Israeli ruling party leader Tzipi Livni said yesterday she would recommend holding an early parliamentary election following her failure to form a new coalition to replace the outgoing government of Israeli Prime Minister Ehud Olmert.
Confirming in person what aides had said a day earlier following the apparent collapse of negotiations to form a government, she was quoted by Yedioth Ahronoth newspaper as saying: “When I had to decide between continued extortion and bringing forward elections, I preferred elections.”
Livni is foreign minister and took the leadership of the Kadima party last month after Olmert said he would resign as prime minister following a corruption inquiry. She still has a further week of a presidential mandate to form a government.
But she told Maariv daily the negotiations were over.
“I will not let them extort me. We will go to elections,” she said.

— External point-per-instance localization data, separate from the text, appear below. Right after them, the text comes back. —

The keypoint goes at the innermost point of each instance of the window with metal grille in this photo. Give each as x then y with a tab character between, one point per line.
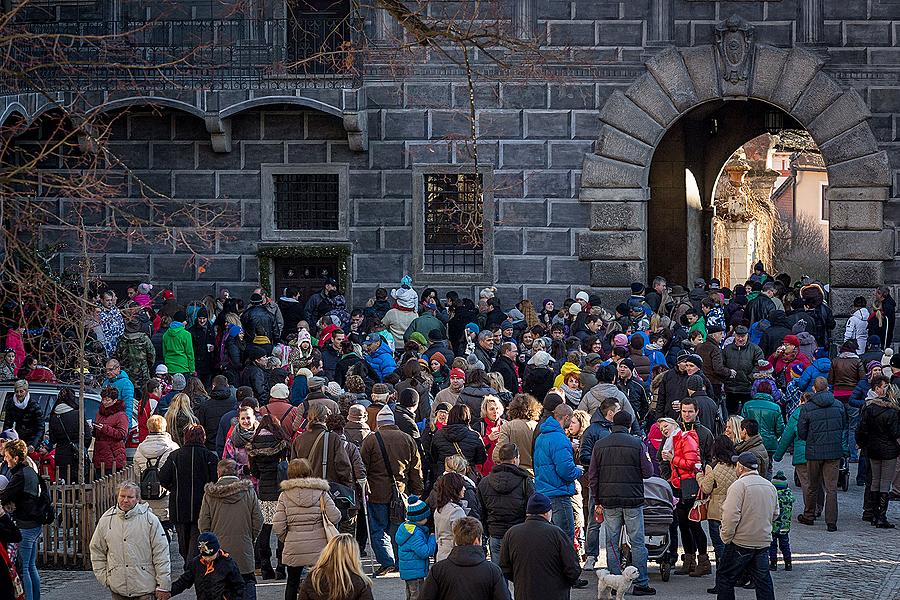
307	201
453	223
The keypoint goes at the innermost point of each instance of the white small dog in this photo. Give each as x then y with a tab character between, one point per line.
606	583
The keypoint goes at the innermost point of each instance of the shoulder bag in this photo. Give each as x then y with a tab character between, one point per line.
331	531
397	505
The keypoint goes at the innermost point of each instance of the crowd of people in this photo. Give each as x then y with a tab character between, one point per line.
469	443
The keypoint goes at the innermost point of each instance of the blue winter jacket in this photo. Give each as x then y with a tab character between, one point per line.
382	360
415	545
819	368
126	393
555	470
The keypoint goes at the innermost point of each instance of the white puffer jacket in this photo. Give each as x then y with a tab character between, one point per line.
130	552
155	445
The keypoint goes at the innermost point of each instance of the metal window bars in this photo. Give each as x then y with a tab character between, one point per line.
307	201
454	223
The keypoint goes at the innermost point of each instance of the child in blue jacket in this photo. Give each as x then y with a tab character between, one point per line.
415	546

The main obstacle to largely renewing the coalition that has supported Olmert was a refusal of the Jewish religious Shas party to follow Livni. It had sought guarantees she would not agree to share control of Jerusalem with the Palestinians and also wanted higher welfare benefits for its poor constituency.

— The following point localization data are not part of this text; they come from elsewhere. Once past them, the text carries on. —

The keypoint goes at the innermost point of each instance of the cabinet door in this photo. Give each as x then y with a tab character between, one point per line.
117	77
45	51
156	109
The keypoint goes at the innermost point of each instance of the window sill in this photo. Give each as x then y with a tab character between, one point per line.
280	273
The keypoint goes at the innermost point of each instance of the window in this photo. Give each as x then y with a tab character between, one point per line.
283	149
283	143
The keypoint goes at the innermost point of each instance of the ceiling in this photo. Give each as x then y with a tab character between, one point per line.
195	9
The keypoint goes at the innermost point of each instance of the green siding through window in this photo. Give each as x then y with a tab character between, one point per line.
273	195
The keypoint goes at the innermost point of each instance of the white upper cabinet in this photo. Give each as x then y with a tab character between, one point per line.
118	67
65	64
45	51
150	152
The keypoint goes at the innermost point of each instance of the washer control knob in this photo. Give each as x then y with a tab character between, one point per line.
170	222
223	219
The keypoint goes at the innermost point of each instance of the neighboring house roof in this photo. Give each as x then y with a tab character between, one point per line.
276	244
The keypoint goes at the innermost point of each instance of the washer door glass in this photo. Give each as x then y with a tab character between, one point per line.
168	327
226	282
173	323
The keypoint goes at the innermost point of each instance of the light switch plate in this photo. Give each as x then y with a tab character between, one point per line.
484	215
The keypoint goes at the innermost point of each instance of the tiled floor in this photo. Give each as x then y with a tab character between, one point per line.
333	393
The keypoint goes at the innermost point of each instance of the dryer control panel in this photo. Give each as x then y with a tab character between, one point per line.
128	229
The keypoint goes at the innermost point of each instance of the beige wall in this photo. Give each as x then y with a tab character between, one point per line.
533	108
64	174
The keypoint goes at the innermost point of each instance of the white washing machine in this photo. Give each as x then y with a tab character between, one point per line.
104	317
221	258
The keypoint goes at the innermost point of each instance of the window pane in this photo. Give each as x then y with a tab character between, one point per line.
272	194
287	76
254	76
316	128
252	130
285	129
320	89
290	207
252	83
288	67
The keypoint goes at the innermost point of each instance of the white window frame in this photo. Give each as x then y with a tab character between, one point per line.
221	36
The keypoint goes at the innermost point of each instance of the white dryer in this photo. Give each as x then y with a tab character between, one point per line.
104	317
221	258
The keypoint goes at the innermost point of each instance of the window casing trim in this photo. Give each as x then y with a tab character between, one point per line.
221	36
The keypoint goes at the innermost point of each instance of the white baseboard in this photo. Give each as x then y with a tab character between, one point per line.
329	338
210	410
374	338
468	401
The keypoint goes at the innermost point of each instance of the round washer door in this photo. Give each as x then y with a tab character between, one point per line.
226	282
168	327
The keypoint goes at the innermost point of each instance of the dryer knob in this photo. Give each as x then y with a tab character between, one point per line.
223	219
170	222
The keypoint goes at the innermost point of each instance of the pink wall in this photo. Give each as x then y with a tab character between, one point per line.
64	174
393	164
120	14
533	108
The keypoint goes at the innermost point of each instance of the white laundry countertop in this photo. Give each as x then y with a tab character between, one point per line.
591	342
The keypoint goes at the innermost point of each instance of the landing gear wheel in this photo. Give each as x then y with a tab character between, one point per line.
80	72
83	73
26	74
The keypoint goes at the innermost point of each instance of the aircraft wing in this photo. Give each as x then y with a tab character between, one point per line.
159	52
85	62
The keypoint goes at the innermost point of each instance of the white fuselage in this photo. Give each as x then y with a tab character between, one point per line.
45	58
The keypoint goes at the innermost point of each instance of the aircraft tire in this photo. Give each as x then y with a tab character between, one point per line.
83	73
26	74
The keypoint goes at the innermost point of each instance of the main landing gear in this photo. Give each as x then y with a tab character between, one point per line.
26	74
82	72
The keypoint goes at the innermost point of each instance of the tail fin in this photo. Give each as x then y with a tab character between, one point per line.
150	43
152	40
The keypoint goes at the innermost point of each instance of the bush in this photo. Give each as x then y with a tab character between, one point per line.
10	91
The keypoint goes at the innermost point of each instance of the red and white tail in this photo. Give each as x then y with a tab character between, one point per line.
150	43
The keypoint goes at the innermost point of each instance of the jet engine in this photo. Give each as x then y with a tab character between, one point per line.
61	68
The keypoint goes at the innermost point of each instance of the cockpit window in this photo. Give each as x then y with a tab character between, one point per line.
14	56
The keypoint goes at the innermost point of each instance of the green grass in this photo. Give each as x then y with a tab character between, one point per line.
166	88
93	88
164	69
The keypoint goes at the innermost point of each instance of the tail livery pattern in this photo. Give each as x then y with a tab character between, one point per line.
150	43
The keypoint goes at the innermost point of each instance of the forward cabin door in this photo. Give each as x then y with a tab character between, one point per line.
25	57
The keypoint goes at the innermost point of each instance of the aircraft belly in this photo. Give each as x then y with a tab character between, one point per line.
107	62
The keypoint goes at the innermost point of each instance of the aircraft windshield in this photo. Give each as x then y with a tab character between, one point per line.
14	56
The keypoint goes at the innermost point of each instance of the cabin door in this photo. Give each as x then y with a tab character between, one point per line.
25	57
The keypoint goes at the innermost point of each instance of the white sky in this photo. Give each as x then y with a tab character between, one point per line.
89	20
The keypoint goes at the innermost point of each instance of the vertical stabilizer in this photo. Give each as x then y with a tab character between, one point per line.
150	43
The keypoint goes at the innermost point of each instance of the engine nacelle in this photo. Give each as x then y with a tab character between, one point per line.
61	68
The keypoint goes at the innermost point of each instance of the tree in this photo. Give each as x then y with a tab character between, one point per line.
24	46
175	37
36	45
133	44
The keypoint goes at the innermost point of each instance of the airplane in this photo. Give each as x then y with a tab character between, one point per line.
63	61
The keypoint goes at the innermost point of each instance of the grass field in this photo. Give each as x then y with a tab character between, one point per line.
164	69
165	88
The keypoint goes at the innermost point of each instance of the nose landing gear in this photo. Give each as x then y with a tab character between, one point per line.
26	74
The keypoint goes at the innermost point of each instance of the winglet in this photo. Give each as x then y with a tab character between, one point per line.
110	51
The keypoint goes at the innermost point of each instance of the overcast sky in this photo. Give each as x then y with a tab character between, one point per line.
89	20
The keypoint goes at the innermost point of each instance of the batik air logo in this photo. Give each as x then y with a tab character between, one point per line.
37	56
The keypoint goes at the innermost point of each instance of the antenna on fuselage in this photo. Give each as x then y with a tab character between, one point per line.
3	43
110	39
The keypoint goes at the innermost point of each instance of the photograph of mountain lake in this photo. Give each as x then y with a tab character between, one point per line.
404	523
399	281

Opinion polls show a big lead for the right-wing opposition Likud of Benjamin Netanyahu, which also opposes much of the peace proposals Livni and Olmert have made to the Palestinians.
A vote would most likely be held in late January or February, commentators say, more than a year ahead of schedule.

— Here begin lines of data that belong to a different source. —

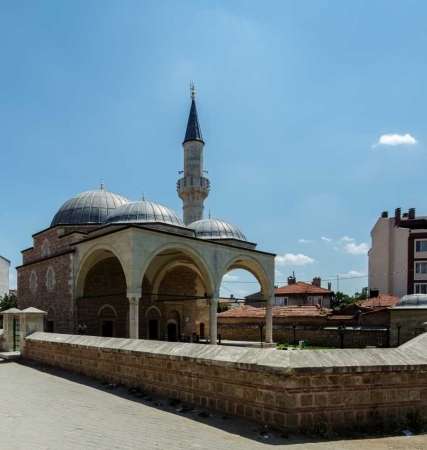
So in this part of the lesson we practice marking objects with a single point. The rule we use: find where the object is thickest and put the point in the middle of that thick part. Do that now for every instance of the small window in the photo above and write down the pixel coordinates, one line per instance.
(50, 279)
(421, 246)
(33, 282)
(421, 267)
(314, 300)
(281, 301)
(45, 249)
(420, 288)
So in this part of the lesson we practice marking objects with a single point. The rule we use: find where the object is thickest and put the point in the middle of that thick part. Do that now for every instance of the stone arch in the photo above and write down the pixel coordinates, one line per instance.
(253, 266)
(105, 308)
(195, 257)
(94, 254)
(153, 308)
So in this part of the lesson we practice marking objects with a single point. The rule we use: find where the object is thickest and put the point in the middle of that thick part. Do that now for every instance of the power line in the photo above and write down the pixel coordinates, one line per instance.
(330, 279)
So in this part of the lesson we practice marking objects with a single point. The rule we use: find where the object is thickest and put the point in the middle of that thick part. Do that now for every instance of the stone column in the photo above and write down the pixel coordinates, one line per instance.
(269, 320)
(213, 318)
(133, 315)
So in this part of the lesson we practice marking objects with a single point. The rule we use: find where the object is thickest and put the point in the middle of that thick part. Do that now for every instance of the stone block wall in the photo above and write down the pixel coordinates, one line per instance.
(290, 390)
(317, 337)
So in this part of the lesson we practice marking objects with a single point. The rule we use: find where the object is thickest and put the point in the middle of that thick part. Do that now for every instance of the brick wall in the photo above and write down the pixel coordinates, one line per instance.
(317, 337)
(291, 390)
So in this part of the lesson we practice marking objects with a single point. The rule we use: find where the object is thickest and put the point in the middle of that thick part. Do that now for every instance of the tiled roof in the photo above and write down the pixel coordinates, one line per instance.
(301, 288)
(382, 301)
(278, 311)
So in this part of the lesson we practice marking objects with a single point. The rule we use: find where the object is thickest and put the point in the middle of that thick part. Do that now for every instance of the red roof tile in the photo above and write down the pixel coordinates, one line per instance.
(278, 311)
(382, 301)
(301, 288)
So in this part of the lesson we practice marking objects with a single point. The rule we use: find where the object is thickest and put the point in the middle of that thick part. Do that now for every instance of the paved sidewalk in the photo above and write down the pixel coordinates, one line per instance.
(44, 408)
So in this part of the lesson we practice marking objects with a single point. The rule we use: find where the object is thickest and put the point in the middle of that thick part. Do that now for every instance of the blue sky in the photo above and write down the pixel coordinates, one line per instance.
(313, 114)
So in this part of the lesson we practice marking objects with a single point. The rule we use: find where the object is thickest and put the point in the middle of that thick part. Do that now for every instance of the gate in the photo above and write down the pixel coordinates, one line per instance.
(16, 335)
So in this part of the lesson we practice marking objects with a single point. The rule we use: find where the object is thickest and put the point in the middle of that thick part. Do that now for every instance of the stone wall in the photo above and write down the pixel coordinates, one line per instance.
(294, 390)
(317, 336)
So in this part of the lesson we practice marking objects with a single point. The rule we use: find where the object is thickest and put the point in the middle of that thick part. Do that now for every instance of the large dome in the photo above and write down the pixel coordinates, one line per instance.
(216, 229)
(143, 212)
(88, 207)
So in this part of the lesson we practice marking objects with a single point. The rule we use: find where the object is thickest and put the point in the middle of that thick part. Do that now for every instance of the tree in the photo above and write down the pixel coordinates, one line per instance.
(8, 301)
(340, 299)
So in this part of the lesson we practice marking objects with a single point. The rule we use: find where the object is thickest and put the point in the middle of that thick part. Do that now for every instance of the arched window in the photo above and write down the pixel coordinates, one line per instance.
(45, 249)
(50, 279)
(33, 282)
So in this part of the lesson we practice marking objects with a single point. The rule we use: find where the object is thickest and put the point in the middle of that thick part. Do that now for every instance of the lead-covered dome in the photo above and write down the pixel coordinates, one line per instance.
(143, 212)
(216, 229)
(88, 207)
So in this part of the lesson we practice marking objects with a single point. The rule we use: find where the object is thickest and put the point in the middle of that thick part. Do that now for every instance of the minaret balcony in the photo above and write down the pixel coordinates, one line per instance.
(192, 181)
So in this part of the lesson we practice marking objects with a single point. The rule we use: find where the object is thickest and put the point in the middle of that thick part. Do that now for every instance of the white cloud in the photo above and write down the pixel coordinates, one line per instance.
(326, 239)
(356, 249)
(290, 259)
(396, 139)
(352, 274)
(228, 277)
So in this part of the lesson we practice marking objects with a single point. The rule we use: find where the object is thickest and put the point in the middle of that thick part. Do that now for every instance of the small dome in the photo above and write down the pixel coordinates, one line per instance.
(412, 301)
(88, 207)
(143, 211)
(216, 229)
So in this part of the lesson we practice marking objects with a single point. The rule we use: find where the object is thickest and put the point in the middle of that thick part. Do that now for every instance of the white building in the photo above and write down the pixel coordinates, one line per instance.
(4, 276)
(398, 254)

Livni’s first comments on her failure to form a new government may indicate that she intends to fight an election campaign that portrays her as a woman of principle to an electorate disillusioned with multi-party coalition haggling and with a series of graft and other scandals among the elite.
“I’m not here to survive, I’m here to lead,” Livni told Maariv, ruling out her other option of trying to run the country with a government that lacked a strong parliamentary majority.
“You can’t extort me,” she told Yedioth. “The good of the country is at the top of my agenda.”
“I’m not willing to be blackmailed, either diplomatically or in terms of the budget, and therefore, I will go to elections,” Livni told Haaretz newspaper.
“A government is supposed to advance processes and represent the good of the country, not just to survive in this or that coalition,” she said.
Livni said she would make an announcement on elections following a meeting with Israeli President Shimon Peres at 5pm.
Snap elections would extend the country’s political limbo for at least another three months and could lead to the demise of the already stalled US-backed Middle East peace process relaunched last November.
The Kadima party holds 29 seats in Israel’s 120-member Knesset and Livni has secured a draft coalition agreement with the center-left Labor party of Defense Minister Ehud Barak, which holds 19 seats. But the Shas party said it would not join the government and it was unclear whether she could win over enough other, smaller parties to form a majority.